From e34d18a51393fdfb4ae749ec64ca3c26fa1c375d Mon Sep 17 00:00:00 2001
From: "A. Unique TensorFlower" <gardener@tensorflow.org>
Date: Mon, 13 Mar 2017 15:45:08 -0800
Subject: [PATCH] Add support for FixedLenSequenceFeature for
 parse_example/parse_single_example. With this you may parse variable-length
 feature of the Example into a padded Tensor. Change: 150009250

---
 .../python/kernel_tests/parsing_ops_test.py   | 118 +++++++++++++++---
 tensorflow/python/ops/parsing_ops.py          |  70 +++++++++--
 2 files changed, 163 insertions(+), 25 deletions(-)

diff --git a/tensorflow/python/kernel_tests/parsing_ops_test.py b/tensorflow/python/kernel_tests/parsing_ops_test.py
index f99dd510cf8..741bc3f392e 100644
--- a/tensorflow/python/kernel_tests/parsing_ops_test.py
+++ b/tensorflow/python/kernel_tests/parsing_ops_test.py
@@ -31,6 +31,7 @@ from tensorflow.python.framework import dtypes
 from tensorflow.python.framework import errors_impl
 from tensorflow.python.framework import ops
 from tensorflow.python.framework import sparse_tensor
+from tensorflow.python.framework import tensor_shape
 from tensorflow.python.framework import tensor_util
 from tensorflow.python.ops import array_ops
 from tensorflow.python.ops import parsing_ops
@@ -735,17 +736,50 @@ class ParseExampleTest(test.TestCase):
         "serialized": ops.convert_to_tensor(serialized),
         "features": {
             aname:
-                parsing_ops.FixedLenFeature((None, 2, 1), dtype=dtypes.float32),
+                parsing_ops.FixedLenSequenceFeature(
+                    (2, 1), dtype=dtypes.float32, allow_missing=True),
             bname:
-                parsing_ops.FixedLenFeature(
-                    (None, 1, 1, 1), dtype=dtypes.string),
+                parsing_ops.FixedLenSequenceFeature(
+                    (1, 1, 1), dtype=dtypes.string, allow_missing=True),
             cname:
-                parsing_ops.FixedLenFeature((None,), dtype=dtypes.int64),
+                parsing_ops.FixedLenSequenceFeature(
+                    shape=[], dtype=dtypes.int64, allow_missing=True),
             dname:
-                parsing_ops.FixedLenFeature((None,), dtype=dtypes.string),
+                parsing_ops.FixedLenSequenceFeature(
+                    shape=[], dtype=dtypes.string, allow_missing=True),
         }
     }, expected_output)
 
+    # Test with padding values.
+    expected_output_custom_padding = dict(expected_output)

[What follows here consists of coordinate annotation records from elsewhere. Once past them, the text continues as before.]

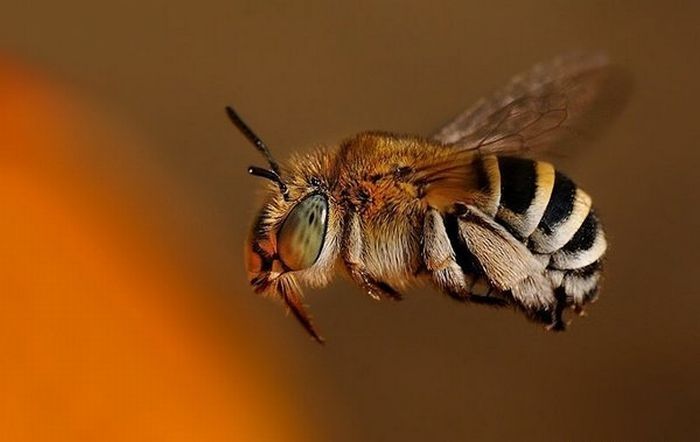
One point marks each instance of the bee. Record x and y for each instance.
(465, 209)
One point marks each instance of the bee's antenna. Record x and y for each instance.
(272, 174)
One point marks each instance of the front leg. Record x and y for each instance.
(351, 253)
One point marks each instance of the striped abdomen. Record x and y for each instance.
(547, 212)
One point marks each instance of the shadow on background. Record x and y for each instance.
(124, 309)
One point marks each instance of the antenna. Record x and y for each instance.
(272, 174)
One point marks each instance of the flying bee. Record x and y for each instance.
(466, 209)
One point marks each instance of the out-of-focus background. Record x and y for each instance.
(124, 203)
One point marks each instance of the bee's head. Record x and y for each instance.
(288, 234)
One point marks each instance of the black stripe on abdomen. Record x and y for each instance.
(518, 183)
(561, 203)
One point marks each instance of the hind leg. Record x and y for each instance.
(441, 264)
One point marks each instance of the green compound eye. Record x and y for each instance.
(300, 239)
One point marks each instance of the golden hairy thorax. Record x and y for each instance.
(383, 175)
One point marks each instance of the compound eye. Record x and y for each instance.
(300, 239)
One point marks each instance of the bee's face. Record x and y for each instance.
(286, 237)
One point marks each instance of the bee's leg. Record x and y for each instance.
(289, 292)
(440, 261)
(351, 253)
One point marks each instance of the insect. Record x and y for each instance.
(465, 209)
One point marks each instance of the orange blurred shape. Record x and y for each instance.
(97, 340)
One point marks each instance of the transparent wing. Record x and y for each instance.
(553, 103)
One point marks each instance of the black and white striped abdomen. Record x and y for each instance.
(546, 211)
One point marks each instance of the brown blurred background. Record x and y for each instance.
(158, 74)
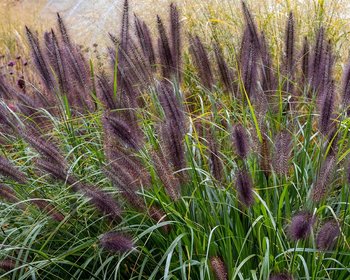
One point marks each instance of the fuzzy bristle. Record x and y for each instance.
(219, 268)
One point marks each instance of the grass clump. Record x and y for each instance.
(187, 160)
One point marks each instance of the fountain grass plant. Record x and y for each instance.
(188, 157)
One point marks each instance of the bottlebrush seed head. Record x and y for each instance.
(245, 188)
(115, 242)
(240, 140)
(7, 264)
(219, 268)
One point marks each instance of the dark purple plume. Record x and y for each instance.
(248, 64)
(289, 55)
(7, 264)
(122, 130)
(346, 88)
(105, 92)
(201, 61)
(226, 73)
(301, 225)
(265, 155)
(244, 187)
(268, 75)
(305, 65)
(282, 153)
(219, 268)
(326, 109)
(175, 40)
(63, 31)
(327, 235)
(8, 194)
(324, 177)
(253, 30)
(215, 162)
(8, 170)
(165, 55)
(116, 242)
(240, 141)
(54, 53)
(145, 40)
(39, 60)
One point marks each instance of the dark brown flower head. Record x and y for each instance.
(7, 264)
(241, 141)
(244, 187)
(281, 276)
(326, 108)
(301, 225)
(322, 184)
(327, 235)
(21, 83)
(283, 150)
(116, 243)
(226, 74)
(8, 194)
(219, 268)
(305, 68)
(201, 61)
(7, 169)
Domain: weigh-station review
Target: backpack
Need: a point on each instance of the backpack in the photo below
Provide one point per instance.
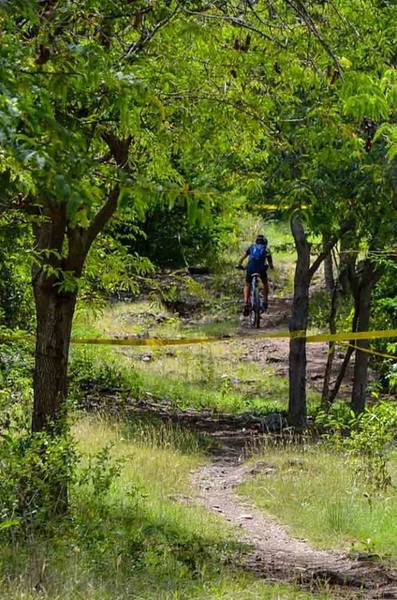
(258, 252)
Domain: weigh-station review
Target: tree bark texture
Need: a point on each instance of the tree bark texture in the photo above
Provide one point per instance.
(297, 410)
(329, 273)
(325, 396)
(54, 313)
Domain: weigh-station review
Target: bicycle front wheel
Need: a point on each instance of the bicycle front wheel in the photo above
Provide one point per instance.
(256, 308)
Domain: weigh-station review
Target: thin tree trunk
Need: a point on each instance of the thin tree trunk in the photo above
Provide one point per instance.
(369, 277)
(329, 272)
(331, 346)
(360, 377)
(342, 371)
(297, 410)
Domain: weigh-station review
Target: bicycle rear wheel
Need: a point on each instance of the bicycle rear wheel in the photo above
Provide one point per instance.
(256, 308)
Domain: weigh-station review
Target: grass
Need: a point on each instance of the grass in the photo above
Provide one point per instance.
(139, 537)
(319, 496)
(199, 377)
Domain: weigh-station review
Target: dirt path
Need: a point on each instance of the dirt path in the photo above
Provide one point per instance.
(274, 553)
(275, 352)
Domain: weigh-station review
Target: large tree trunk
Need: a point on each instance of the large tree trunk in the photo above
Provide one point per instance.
(54, 313)
(54, 322)
(360, 377)
(299, 319)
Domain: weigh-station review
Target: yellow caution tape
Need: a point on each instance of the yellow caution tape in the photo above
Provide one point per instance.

+    expected_output_custom_padding[aname] = np.array(
+        [
+            [-2, -2, -2, -2],
+            [1, 1, -2, -2],
+            [-1, -1, 2, 2],
+            [-2, -2, -2, -2],
+        ],
+        dtype=np.float32).reshape(4, 2, 2, 1)
+    self._test({
+        "example_names": example_names,
+        "serialized": ops.convert_to_tensor(serialized),
+        "features": {
+            aname:
+                parsing_ops.FixedLenSequenceFeature(
+                    (2, 1), dtype=dtypes.float32, allow_missing=True,
+                    default_value=-2.0),
+            bname:
+                parsing_ops.FixedLenSequenceFeature(
+                    (1, 1, 1), dtype=dtypes.string, allow_missing=True),
+            cname:
+                parsing_ops.FixedLenSequenceFeature(
+                    shape=[], dtype=dtypes.int64, allow_missing=True),
+            dname:
+                parsing_ops.FixedLenSequenceFeature(
+                    shape=[], dtype=dtypes.string, allow_missing=True),
+        }
+    }, expected_output_custom_padding)
+
     # Change number of required values so the inputs are not a
     # multiple of this size.
     self._test(
@@ -754,17 +788,34 @@ class ParseExampleTest(test.TestCase):
             "serialized": ops.convert_to_tensor(serialized),
             "features": {
                 aname:
-                    parsing_ops.FixedLenFeature(
-                        (None, 2, 1), dtype=dtypes.float32),
+                    parsing_ops.FixedLenSequenceFeature(
+                        (2, 1), dtype=dtypes.float32, allow_missing=True),
                 bname:
-                    parsing_ops.FixedLenFeature(
-                        (None, 2, 1, 1), dtype=dtypes.string),
+                    parsing_ops.FixedLenSequenceFeature(
+                        (2, 1, 1), dtype=dtypes.string, allow_missing=True),
             }
         },
         expected_err=(
             errors_impl.OpError, "Name: in3, Key: b, Index: 2.  "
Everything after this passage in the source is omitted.